As a way of life cruising is fabulous. I can’t recommend it highly enough. Apart from a vague plan to sail around the world (and avoiding seasonal hurricanes/cyclones) we had no schedule, no deadlines to meet. When ready we would just lift anchor and sail off to the next destination, which we may only have decided ten minutes earlier, and even then we’d sometimes change our minds about where to go whilst en route. We’d stop wherever and whenever we wanted. We visited all manner of exotic places - we’d tour the countryside, try the weird and wonderful local food, listen to their music and attempt to learn bits of the languages. We met so many new people, both locals and other cruisers. People in the cruising network come from incredibly varied backgrounds and are therefore a most interesting group. We made some excellent friends some of whom we bumped into again and again further on down the line, and we are still in contact with many of them today.
September 2001

“Let’s sell up, buy a boat and sail around the world.” Those were Mike’s first words, after a resounding ‘hello, I’m so pleased to see you again’ kiss when he returned from a three month crewing sojourn in the summer of 2001. He was promptly christened ‘Cap’n Pugwash’ by the locals in our pub, the one I’d carried on running whilst he was away.

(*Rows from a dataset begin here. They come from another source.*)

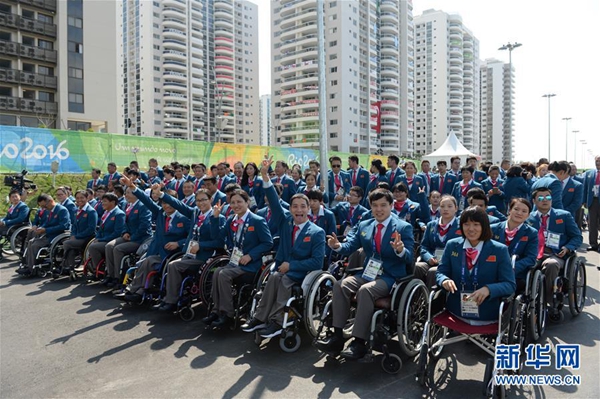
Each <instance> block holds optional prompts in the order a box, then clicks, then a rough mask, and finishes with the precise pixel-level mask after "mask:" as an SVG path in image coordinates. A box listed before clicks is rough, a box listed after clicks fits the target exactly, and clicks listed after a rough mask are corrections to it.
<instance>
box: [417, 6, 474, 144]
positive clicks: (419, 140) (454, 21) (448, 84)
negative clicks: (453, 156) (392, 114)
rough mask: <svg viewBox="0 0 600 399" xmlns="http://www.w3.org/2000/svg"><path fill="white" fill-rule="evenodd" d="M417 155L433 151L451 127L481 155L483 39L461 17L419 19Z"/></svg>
mask: <svg viewBox="0 0 600 399" xmlns="http://www.w3.org/2000/svg"><path fill="white" fill-rule="evenodd" d="M415 25H416V29H415V63H416V70H415V71H416V76H415V87H416V91H415V97H416V98H415V106H416V115H415V119H416V123H415V125H416V130H415V136H416V137H415V142H416V148H415V149H416V153H417V154H420V155H425V154H429V153H431V152H433V151H435V150H436V149H437V148H439V146H441V145H442V144H443V143H444V141H445V140H446V137H447V135H448V133H449V132H450V131H454V132H455V133H456V136H457V137H458V139H459V140H460V141H461V142H462V143H463V145H464V146H465V147H466V148H467V149H469V150H470V151H472V152H474V153H475V154H478V153H479V41H478V40H477V38H476V37H475V36H474V35H473V33H472V32H471V31H470V30H469V29H468V28H467V27H466V26H465V25H464V24H463V22H462V19H461V17H460V16H459V15H453V14H447V13H445V12H443V11H436V10H427V11H425V12H424V13H423V15H420V16H417V17H415Z"/></svg>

It was in north Devon, the only pub in a small, very rural village. Good locals, mud and manure on their boots, straw in their hair, black and gap toothed smiles, fags hanging on lips from which fell words so strongly accented with West Country brogue and obscenities it took us some months to work out what they were saying. They didn’t care for us to begin with. “Bloody incomers,” they’d mutter, loud enough for us to hear, but we learned not to take offence as that same insult would be flung with equal venom at someone from the next county or even a neighbouring village. It took three years, but they got used to us and our strange foreign ways and I believe they were rather sad to see us go when we finally did that December, three months after Mike’s return.